The Fifa festival brings together 48 non-governmental organisations from 38 countries around the world that work to make a positive difference through football. It is an action packed 10-day programme which includes a football tournament in Red Square, Moscow, and the purpose of the event is to showcase the power of football to change lives.
Two teams from Kenya, Horn of Africa Development Initiative (HODI) and the Mathare Youth Sports Association were selected by Fifa among 100 applicants from East Africa.
Among the players who will be privileged to watch the football showdown in Russia is Kabale Halake, a 17-year old form four student at Moi Girls Secondary School in Marsabit. Halake has overcome all odds, to see her football dream become a reality.
“My culture is against girls participating in any sport. My mother makes us go to madrassa for four hours on most afternoons and because I knew she would not allow me play, I would attend madrassa for two hours each day and sneak out to play,” said Kabale, who spoke to a local daily.
This is not the first time the teen is being invited abroad courtesy of her football talent. Sometime back, she was invited to USA for armature football, but her mother declined due to religious and cultural reasons.

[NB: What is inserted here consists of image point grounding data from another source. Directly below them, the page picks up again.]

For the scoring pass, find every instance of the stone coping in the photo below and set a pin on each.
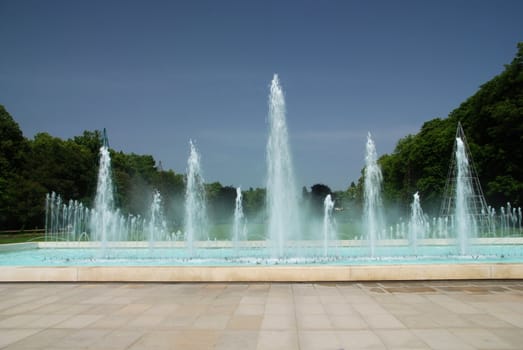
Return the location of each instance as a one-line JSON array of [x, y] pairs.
[[258, 244], [404, 272]]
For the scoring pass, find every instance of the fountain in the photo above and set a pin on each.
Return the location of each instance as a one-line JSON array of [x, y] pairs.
[[450, 246], [282, 196], [417, 223], [465, 222], [157, 228], [238, 226], [372, 195], [195, 208], [329, 225]]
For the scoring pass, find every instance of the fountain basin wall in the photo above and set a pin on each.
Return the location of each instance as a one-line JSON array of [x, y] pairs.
[[374, 271], [261, 273]]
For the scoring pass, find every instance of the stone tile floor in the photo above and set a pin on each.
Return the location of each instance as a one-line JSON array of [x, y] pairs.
[[410, 315]]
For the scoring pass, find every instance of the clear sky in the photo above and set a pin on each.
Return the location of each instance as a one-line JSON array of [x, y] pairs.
[[157, 73]]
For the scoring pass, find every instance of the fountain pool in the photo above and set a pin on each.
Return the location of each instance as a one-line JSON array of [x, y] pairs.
[[101, 244]]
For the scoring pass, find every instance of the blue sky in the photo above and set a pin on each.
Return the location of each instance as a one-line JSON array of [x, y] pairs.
[[157, 73]]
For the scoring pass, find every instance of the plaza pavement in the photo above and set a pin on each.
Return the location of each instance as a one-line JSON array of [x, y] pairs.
[[410, 315]]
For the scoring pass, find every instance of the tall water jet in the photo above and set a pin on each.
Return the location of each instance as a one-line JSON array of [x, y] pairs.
[[417, 222], [157, 228], [329, 230], [282, 198], [103, 215], [464, 220], [195, 207], [238, 227], [372, 194]]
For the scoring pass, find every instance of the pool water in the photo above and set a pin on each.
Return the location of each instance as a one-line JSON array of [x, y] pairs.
[[258, 256]]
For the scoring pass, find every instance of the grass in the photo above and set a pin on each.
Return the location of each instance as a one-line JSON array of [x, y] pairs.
[[21, 237]]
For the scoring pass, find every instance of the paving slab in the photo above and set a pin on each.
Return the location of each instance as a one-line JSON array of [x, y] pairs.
[[339, 316]]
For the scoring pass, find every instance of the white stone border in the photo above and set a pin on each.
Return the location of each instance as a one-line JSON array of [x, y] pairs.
[[261, 273]]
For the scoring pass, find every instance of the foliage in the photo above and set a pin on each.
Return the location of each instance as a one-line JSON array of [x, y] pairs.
[[493, 123]]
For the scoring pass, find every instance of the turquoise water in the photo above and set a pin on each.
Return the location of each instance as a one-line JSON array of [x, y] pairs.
[[258, 256]]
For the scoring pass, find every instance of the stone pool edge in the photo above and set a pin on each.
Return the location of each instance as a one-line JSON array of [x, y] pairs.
[[347, 273]]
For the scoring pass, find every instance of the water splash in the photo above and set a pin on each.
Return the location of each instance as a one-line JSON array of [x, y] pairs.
[[239, 225], [157, 228], [372, 195], [282, 198], [195, 207], [329, 225], [417, 222], [103, 217], [466, 225]]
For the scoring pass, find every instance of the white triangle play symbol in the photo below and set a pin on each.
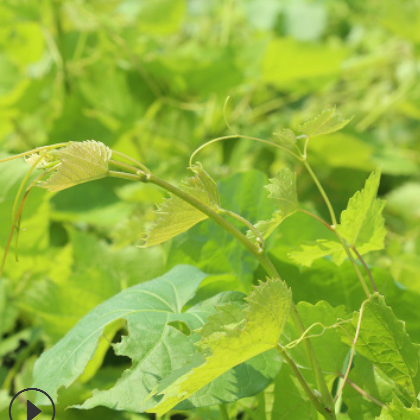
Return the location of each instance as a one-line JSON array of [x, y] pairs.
[[31, 410]]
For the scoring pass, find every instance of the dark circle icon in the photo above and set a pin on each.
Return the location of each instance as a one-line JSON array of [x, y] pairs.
[[31, 409]]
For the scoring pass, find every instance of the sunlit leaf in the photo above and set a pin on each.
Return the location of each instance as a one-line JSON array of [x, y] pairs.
[[230, 337], [382, 339], [176, 216], [79, 163], [286, 137], [308, 252], [327, 122], [160, 342], [362, 226], [283, 192]]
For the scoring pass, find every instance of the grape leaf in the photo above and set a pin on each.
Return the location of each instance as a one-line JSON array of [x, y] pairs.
[[155, 343], [286, 137], [308, 252], [382, 340], [285, 400], [283, 192], [79, 163], [362, 226], [176, 216], [397, 411], [374, 382], [327, 343], [362, 223], [325, 123], [230, 337]]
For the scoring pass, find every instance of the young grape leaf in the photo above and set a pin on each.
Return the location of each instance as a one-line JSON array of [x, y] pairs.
[[374, 382], [362, 226], [397, 411], [79, 163], [325, 123], [155, 343], [362, 223], [308, 252], [382, 340], [176, 216], [283, 191], [285, 400], [286, 137], [327, 343], [230, 337]]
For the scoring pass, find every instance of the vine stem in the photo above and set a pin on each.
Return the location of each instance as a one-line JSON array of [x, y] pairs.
[[263, 259], [334, 226], [224, 414], [314, 400], [354, 249], [240, 136], [248, 224]]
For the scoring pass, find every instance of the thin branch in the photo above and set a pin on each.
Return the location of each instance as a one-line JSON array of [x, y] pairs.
[[363, 392], [240, 136], [365, 266], [353, 349]]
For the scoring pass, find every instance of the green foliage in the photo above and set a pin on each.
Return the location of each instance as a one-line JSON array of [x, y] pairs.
[[232, 336], [175, 215], [382, 339], [325, 123], [78, 163], [283, 192], [152, 87], [362, 226]]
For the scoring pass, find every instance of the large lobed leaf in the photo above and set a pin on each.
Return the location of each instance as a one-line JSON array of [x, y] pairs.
[[176, 216], [230, 337], [325, 123], [159, 343], [283, 192], [79, 163], [362, 225]]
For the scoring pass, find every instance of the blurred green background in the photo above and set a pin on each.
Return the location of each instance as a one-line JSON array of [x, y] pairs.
[[150, 79]]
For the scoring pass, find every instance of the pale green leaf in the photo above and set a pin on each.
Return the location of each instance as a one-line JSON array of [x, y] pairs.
[[397, 411], [230, 337], [176, 216], [383, 340], [308, 252], [79, 163], [362, 223], [159, 343], [325, 123], [286, 137], [285, 399], [283, 192]]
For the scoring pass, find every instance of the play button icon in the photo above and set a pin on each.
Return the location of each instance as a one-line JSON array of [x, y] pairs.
[[31, 410], [17, 404]]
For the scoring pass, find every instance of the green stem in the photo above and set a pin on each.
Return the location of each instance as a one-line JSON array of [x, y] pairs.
[[248, 224], [322, 191], [240, 136], [314, 400], [365, 266], [319, 377], [56, 12], [207, 211], [334, 225], [260, 256], [122, 165]]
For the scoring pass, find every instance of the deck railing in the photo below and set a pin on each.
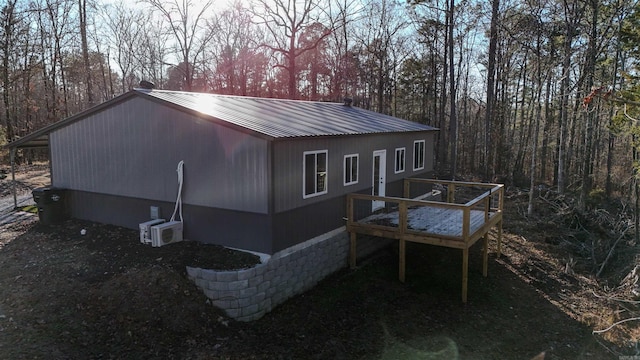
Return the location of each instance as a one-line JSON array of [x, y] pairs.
[[460, 222], [468, 214]]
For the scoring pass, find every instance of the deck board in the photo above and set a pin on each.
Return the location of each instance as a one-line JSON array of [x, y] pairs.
[[431, 220], [428, 222]]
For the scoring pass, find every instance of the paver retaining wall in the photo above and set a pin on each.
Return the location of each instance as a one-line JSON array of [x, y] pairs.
[[248, 294]]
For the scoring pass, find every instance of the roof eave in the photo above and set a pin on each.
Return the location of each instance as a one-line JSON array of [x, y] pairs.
[[29, 141]]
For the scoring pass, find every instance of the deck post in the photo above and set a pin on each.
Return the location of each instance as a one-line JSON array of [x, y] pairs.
[[499, 237], [485, 254], [352, 250], [402, 262], [451, 192], [465, 273]]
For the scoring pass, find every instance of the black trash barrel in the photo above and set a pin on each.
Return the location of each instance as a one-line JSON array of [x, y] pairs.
[[52, 205]]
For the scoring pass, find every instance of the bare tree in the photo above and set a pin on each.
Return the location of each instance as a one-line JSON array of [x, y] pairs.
[[286, 21], [190, 32]]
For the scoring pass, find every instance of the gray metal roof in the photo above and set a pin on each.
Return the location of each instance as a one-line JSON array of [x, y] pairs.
[[278, 118], [273, 118]]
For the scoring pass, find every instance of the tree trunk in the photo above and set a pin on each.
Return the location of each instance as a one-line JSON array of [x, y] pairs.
[[82, 4], [453, 120], [493, 43]]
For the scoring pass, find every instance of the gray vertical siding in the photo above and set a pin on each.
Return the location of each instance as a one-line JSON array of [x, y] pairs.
[[132, 149], [288, 157]]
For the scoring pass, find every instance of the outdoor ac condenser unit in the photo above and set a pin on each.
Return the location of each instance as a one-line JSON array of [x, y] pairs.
[[145, 230], [166, 233]]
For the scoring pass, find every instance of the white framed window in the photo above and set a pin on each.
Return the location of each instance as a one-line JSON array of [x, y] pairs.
[[314, 173], [418, 155], [350, 169], [400, 159]]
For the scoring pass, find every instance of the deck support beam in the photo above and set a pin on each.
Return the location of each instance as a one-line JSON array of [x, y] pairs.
[[465, 273], [402, 263], [352, 250], [485, 254], [499, 237]]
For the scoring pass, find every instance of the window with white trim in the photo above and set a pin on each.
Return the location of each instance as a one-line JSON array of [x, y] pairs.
[[314, 173], [350, 169], [400, 159], [418, 155]]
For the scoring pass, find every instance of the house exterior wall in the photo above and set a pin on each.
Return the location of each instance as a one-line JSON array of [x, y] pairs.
[[296, 219], [236, 229], [288, 159], [132, 150]]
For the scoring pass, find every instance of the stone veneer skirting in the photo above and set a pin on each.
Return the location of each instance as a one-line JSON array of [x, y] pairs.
[[248, 294]]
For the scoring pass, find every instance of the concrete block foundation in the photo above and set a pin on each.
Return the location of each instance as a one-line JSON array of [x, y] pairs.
[[248, 294]]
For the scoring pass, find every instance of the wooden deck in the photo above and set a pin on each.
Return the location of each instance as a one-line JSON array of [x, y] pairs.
[[443, 223]]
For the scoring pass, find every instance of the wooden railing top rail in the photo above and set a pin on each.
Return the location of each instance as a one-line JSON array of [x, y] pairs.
[[409, 202], [459, 183]]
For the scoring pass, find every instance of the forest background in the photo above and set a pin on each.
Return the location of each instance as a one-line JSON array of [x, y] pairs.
[[535, 93]]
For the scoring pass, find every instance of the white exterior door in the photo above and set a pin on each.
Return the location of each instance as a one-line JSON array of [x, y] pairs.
[[379, 171]]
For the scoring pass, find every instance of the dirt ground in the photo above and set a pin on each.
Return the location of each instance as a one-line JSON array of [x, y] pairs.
[[104, 295]]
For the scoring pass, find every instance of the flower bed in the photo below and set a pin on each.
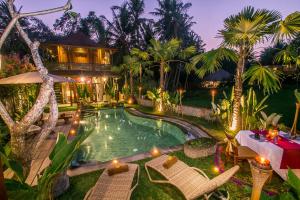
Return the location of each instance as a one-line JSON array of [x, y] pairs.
[[200, 147]]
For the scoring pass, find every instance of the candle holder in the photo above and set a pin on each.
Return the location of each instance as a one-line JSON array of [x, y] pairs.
[[261, 171], [257, 136]]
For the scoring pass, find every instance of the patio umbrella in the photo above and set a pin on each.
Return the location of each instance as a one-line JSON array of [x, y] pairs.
[[32, 77]]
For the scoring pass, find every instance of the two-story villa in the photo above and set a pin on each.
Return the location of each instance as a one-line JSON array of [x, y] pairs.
[[88, 63]]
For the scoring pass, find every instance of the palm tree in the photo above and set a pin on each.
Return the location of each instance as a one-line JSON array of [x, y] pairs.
[[133, 68], [125, 29], [164, 54], [240, 34], [173, 20]]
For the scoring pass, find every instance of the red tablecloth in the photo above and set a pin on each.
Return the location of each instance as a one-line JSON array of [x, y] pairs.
[[291, 152]]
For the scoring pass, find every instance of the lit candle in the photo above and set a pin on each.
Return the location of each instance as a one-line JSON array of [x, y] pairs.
[[155, 152], [216, 169], [115, 163], [72, 132], [262, 160]]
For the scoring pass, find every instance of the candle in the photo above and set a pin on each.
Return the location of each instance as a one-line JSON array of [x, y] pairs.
[[115, 163], [72, 132], [262, 160], [216, 169]]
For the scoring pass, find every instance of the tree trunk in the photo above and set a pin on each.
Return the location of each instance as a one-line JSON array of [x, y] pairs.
[[141, 72], [162, 86], [131, 83], [18, 129], [3, 194], [238, 90]]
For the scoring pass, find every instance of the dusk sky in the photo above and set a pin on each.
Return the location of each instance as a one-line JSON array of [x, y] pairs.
[[208, 14]]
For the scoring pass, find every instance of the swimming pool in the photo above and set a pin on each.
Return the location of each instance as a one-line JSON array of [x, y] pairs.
[[117, 133]]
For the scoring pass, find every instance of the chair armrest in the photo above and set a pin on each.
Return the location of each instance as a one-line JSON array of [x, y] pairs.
[[137, 182], [200, 171], [87, 195], [152, 180], [224, 177]]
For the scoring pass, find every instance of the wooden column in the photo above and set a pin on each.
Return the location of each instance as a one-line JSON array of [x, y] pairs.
[[294, 128]]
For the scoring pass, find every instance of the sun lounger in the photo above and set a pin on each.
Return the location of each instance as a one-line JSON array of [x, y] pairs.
[[115, 187], [191, 181]]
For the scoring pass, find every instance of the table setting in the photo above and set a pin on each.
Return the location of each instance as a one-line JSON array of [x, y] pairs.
[[276, 146]]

“There was a time I was supposed to travel to the USA for an amateur football tournament. I was very excited and rushed home to tell my mother. But instead of celebrating with me, she scolded me and hid my birth certificate, and I ended up missing the trip. Without a birth certificate, I could not get a visa,” she says.
This time, she made it with the help of Fatuma Abdulkadir, the founder and executive director of HODI.
This has presented Halake and her colleagues, Ogom Asogo, 18, Samson Dido, 18 and Hanadi Abdinassir, 16, who have similar stories, with a gleam of hope.
Ms Abdikadir hopes to see one of her players make it to the national teams, Harambee Stars and Starlets. The two teams have been under-performing despite there being sufficient talent in the country.